- Active: 1937–1945
- Country: Empire of Japan
- Branch: Japanese Imperial Army
- Type: Brigade
- Role: Garrisoning occupied territories
- Part of: IJA divisions
- Engagements: Second Sino-Japanese War World War II

= Mixed Brigades (Imperial Japanese Army) =

The Mixed Brigade was one of the military units of the Imperial Japanese Army. The IJA had two types of Mixed Brigades.

==Mixed Brigades==

The first type was known as Mixed Brigade. This was the detachment of an infantry brigade from an IJA Infantry Division with various Divisional support units or sometimes units attached from its Corps or Army. This provided a combined arms force of infantry, artillery, cavalry and other support units.
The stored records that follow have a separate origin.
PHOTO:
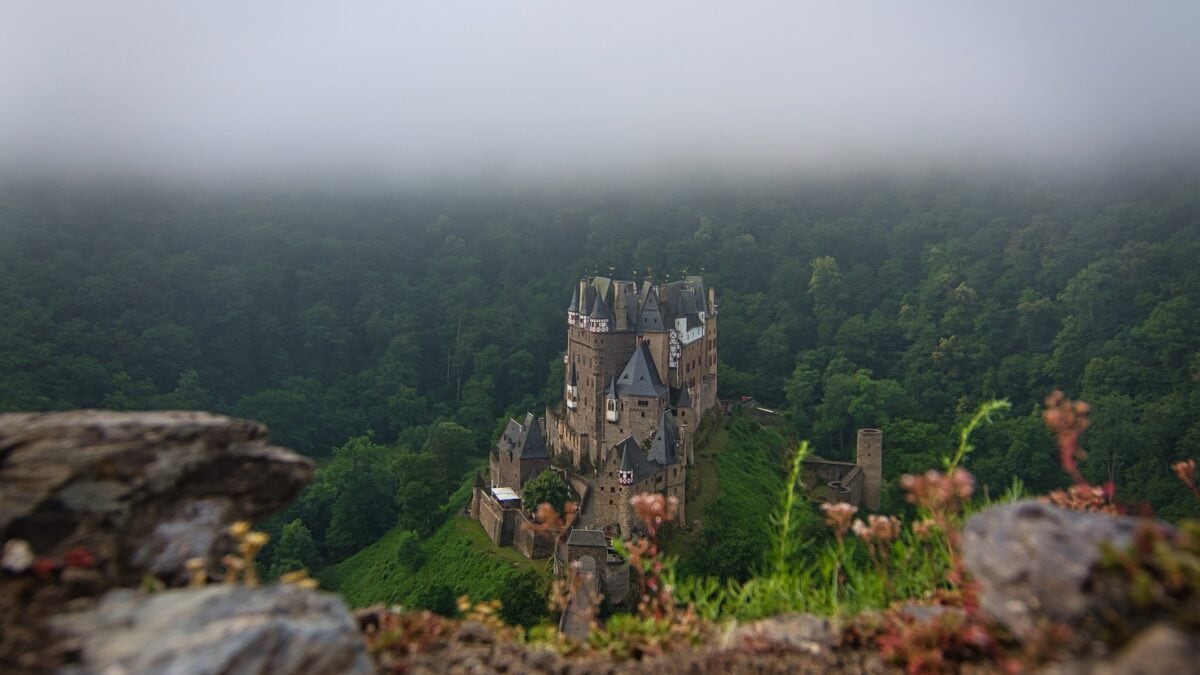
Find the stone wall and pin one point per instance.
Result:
(499, 523)
(532, 544)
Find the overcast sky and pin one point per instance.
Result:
(241, 89)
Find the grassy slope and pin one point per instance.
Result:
(735, 485)
(733, 488)
(459, 554)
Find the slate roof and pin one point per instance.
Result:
(646, 308)
(640, 377)
(600, 310)
(574, 306)
(523, 440)
(634, 459)
(665, 443)
(651, 317)
(580, 537)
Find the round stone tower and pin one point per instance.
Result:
(869, 455)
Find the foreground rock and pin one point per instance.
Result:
(143, 491)
(102, 500)
(216, 629)
(1037, 562)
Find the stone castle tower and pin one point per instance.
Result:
(869, 455)
(640, 374)
(633, 354)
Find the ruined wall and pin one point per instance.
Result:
(497, 520)
(529, 469)
(610, 499)
(615, 581)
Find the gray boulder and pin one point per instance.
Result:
(215, 629)
(1036, 561)
(144, 491)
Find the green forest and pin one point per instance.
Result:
(390, 335)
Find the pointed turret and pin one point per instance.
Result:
(641, 377)
(573, 309)
(651, 316)
(634, 465)
(573, 388)
(533, 443)
(665, 446)
(600, 318)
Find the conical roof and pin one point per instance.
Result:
(574, 306)
(651, 316)
(600, 310)
(640, 376)
(525, 441)
(665, 444)
(633, 459)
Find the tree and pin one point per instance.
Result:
(546, 488)
(523, 599)
(295, 550)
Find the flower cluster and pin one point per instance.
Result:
(1187, 473)
(939, 493)
(653, 509)
(18, 559)
(877, 529)
(877, 533)
(838, 517)
(1084, 497)
(1067, 419)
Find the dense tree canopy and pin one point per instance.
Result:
(400, 329)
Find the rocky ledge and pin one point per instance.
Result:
(94, 503)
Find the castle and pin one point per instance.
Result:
(640, 372)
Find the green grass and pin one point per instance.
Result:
(457, 555)
(733, 490)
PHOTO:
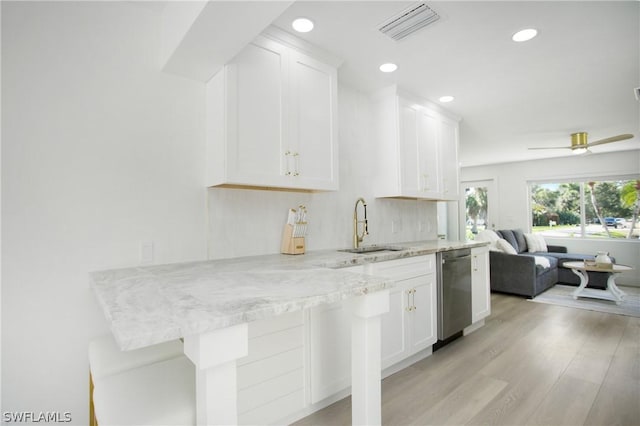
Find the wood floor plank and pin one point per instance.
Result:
(567, 403)
(464, 402)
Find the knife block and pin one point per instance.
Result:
(291, 244)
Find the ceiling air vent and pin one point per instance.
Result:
(408, 21)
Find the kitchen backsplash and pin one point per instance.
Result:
(249, 222)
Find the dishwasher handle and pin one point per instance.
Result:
(456, 258)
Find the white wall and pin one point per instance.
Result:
(100, 152)
(513, 203)
(246, 222)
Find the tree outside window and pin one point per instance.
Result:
(587, 209)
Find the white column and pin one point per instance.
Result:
(366, 386)
(214, 355)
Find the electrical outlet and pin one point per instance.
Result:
(146, 252)
(396, 226)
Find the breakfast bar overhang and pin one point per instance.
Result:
(210, 303)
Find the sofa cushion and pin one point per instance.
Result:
(520, 240)
(543, 262)
(507, 234)
(536, 243)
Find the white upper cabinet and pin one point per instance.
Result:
(272, 120)
(417, 147)
(448, 157)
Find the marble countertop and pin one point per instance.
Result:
(153, 304)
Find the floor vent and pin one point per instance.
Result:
(408, 21)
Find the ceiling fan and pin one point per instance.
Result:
(579, 144)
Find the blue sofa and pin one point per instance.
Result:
(523, 275)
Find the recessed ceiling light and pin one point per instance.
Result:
(389, 67)
(302, 25)
(525, 35)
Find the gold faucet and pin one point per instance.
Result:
(357, 238)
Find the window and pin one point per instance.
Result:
(586, 208)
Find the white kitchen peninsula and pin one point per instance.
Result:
(210, 303)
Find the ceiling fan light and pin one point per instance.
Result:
(524, 35)
(578, 151)
(302, 25)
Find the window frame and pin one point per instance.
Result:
(583, 179)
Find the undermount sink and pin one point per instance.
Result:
(371, 249)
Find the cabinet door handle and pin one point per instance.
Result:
(413, 299)
(287, 153)
(296, 164)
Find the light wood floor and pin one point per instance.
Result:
(531, 364)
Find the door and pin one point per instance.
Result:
(393, 325)
(448, 152)
(480, 293)
(428, 153)
(480, 210)
(423, 322)
(409, 161)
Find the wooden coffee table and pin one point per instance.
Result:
(612, 292)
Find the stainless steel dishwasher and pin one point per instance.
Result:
(454, 293)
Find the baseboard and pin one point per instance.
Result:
(473, 327)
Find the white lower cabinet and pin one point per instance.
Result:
(480, 281)
(298, 361)
(410, 325)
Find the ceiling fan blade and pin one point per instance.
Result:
(611, 139)
(552, 147)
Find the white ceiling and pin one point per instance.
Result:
(577, 75)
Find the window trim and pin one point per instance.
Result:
(577, 179)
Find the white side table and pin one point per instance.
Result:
(612, 292)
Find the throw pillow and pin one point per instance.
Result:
(504, 246)
(536, 243)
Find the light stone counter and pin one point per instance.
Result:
(209, 303)
(154, 304)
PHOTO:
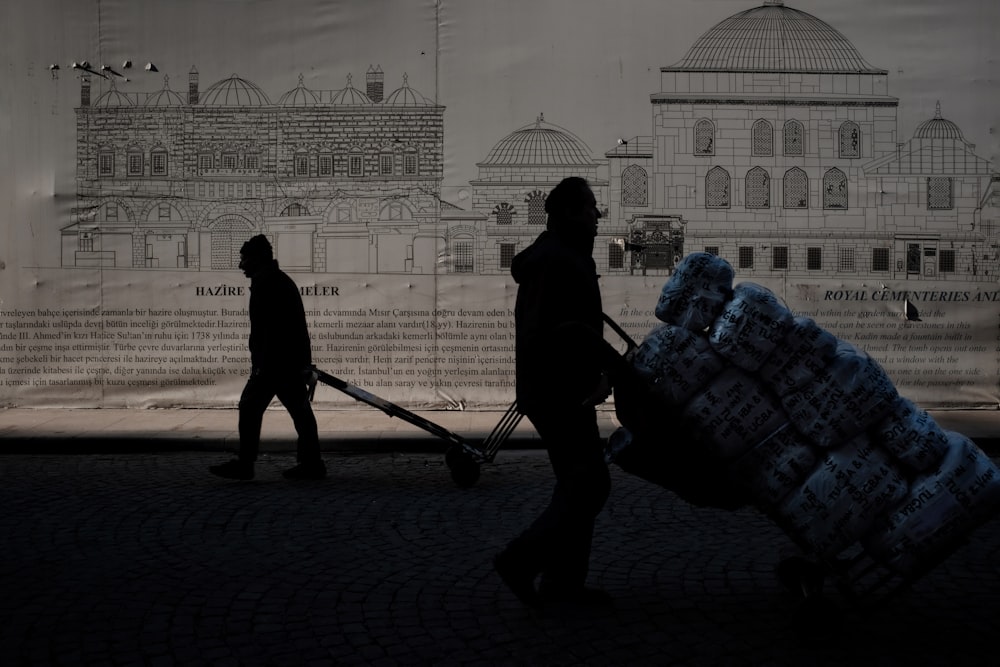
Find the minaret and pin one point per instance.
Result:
(375, 83)
(85, 90)
(193, 86)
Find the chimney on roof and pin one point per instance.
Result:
(85, 90)
(375, 83)
(193, 86)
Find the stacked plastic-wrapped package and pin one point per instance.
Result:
(809, 428)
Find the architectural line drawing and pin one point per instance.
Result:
(773, 144)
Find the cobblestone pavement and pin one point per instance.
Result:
(146, 559)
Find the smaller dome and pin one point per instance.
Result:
(540, 144)
(406, 96)
(113, 98)
(299, 96)
(938, 128)
(350, 96)
(234, 92)
(165, 97)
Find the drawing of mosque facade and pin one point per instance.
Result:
(774, 144)
(340, 180)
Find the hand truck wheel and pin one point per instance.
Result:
(464, 468)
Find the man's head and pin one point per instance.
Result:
(254, 254)
(572, 208)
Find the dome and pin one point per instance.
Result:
(540, 144)
(773, 38)
(350, 96)
(165, 97)
(113, 98)
(406, 96)
(234, 92)
(299, 96)
(938, 128)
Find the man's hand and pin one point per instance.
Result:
(600, 393)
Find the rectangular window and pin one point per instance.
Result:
(326, 165)
(135, 164)
(354, 165)
(463, 257)
(301, 165)
(880, 259)
(814, 259)
(616, 254)
(506, 254)
(946, 261)
(845, 260)
(159, 163)
(779, 258)
(106, 164)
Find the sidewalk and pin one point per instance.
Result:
(65, 430)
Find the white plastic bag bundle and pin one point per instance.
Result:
(801, 355)
(676, 362)
(939, 509)
(734, 413)
(911, 436)
(751, 325)
(843, 497)
(775, 467)
(696, 292)
(851, 394)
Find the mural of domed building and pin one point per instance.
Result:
(341, 180)
(509, 193)
(775, 146)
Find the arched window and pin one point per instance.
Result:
(158, 162)
(704, 138)
(536, 208)
(634, 185)
(794, 138)
(762, 139)
(294, 209)
(504, 213)
(796, 189)
(134, 162)
(717, 188)
(939, 197)
(758, 187)
(355, 163)
(410, 162)
(850, 139)
(385, 160)
(835, 189)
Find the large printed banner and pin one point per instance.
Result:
(398, 155)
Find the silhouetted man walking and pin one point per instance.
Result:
(280, 357)
(560, 356)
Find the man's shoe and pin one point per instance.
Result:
(520, 582)
(234, 469)
(306, 471)
(575, 595)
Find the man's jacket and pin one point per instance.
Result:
(279, 337)
(558, 315)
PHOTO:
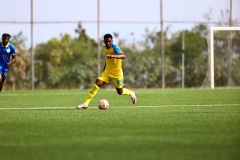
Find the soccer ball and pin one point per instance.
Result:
(103, 104)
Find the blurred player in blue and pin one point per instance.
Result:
(7, 57)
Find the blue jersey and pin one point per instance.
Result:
(5, 54)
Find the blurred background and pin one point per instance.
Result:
(167, 42)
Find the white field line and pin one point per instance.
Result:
(68, 108)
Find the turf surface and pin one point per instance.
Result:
(172, 124)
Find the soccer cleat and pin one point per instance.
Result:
(133, 98)
(82, 106)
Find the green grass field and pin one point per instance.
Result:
(170, 124)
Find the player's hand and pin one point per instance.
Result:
(109, 56)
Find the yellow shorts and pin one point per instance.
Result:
(118, 81)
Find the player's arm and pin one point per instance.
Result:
(104, 66)
(13, 59)
(117, 56)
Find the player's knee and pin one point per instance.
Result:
(119, 91)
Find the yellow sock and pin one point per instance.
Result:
(126, 92)
(91, 94)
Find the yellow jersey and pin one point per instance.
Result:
(113, 65)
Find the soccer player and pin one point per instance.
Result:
(112, 71)
(7, 57)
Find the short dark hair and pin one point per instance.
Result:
(107, 36)
(6, 35)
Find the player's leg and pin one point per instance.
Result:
(119, 83)
(2, 79)
(101, 81)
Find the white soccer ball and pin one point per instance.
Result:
(103, 104)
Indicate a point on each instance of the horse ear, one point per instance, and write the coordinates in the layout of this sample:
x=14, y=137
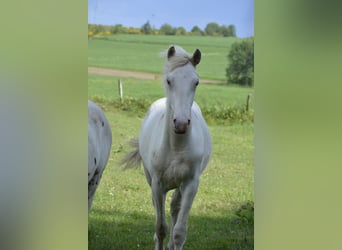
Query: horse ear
x=196, y=58
x=171, y=52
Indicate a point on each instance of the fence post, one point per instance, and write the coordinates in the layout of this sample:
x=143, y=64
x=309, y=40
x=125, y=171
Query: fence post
x=248, y=102
x=120, y=90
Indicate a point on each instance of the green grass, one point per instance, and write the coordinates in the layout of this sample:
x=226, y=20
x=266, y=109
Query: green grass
x=122, y=216
x=141, y=53
x=219, y=103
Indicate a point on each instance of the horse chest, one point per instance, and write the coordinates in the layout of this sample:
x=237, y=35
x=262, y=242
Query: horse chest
x=176, y=170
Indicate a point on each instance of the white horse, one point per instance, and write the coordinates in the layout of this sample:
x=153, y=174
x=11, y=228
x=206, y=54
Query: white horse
x=174, y=146
x=99, y=145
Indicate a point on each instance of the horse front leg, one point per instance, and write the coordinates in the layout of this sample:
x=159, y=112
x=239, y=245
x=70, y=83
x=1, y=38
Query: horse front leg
x=188, y=192
x=174, y=208
x=159, y=206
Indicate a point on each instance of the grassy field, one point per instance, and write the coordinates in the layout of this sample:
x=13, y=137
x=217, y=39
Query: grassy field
x=122, y=216
x=141, y=53
x=208, y=96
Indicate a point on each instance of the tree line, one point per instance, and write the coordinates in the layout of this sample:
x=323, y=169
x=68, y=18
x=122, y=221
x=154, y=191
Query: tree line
x=211, y=29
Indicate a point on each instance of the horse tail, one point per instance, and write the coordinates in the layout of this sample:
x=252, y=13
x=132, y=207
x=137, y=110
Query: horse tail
x=132, y=159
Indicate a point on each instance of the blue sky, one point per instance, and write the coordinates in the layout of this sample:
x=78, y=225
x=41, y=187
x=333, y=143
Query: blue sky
x=186, y=13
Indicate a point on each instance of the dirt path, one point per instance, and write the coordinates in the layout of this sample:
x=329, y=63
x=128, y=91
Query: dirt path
x=134, y=74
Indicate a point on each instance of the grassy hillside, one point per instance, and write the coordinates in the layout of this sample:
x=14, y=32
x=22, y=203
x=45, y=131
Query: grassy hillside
x=219, y=103
x=123, y=217
x=141, y=53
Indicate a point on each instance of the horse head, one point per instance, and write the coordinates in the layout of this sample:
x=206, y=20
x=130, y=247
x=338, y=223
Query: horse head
x=181, y=80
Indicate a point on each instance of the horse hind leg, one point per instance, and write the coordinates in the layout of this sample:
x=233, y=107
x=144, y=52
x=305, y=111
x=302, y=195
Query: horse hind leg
x=161, y=225
x=188, y=193
x=175, y=206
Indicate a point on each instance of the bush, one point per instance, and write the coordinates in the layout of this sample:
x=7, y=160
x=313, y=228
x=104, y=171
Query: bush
x=241, y=63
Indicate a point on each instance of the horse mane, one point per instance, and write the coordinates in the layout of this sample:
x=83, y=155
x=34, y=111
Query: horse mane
x=181, y=58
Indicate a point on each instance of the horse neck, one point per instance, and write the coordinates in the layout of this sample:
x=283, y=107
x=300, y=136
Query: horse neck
x=175, y=141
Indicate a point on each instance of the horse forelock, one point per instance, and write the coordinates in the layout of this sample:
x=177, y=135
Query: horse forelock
x=180, y=59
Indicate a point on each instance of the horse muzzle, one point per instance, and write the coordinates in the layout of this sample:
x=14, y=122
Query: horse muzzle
x=181, y=126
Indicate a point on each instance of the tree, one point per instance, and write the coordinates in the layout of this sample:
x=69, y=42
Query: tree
x=227, y=31
x=167, y=29
x=196, y=31
x=180, y=31
x=212, y=29
x=241, y=63
x=231, y=30
x=146, y=28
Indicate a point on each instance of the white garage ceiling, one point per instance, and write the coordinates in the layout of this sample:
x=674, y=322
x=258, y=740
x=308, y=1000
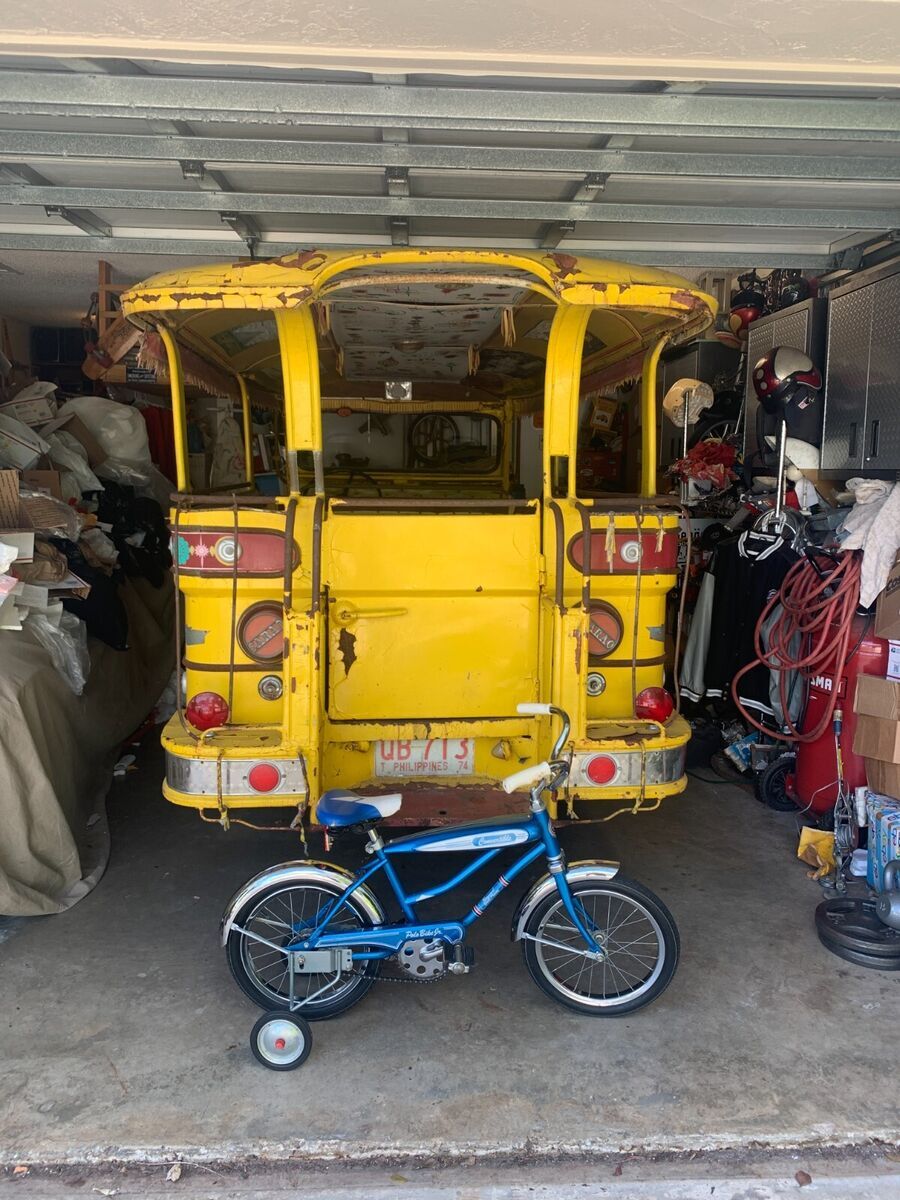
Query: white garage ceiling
x=211, y=150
==Independent Mixed Brigades==

The second type was the Independent Mixed Brigade. These were detachments made of various units detached from other units or independent support units formed together in a brigade.

The first two of these Independent Mixed Brigades, formed by the Kwantung Army in the 1930s was the IJA 1st Independent Mixed Brigade and the IJA 11th Independent Mixed Brigade. These brigades were organized in unique manners and one of them, the 11th, was later formed into the IJA 26th Division.

Later a series of IJA Independent Mixed Brigades were formed for the purpose of garrisoning the large territories of China captured in the early phase of the Second Sino-Japanese War.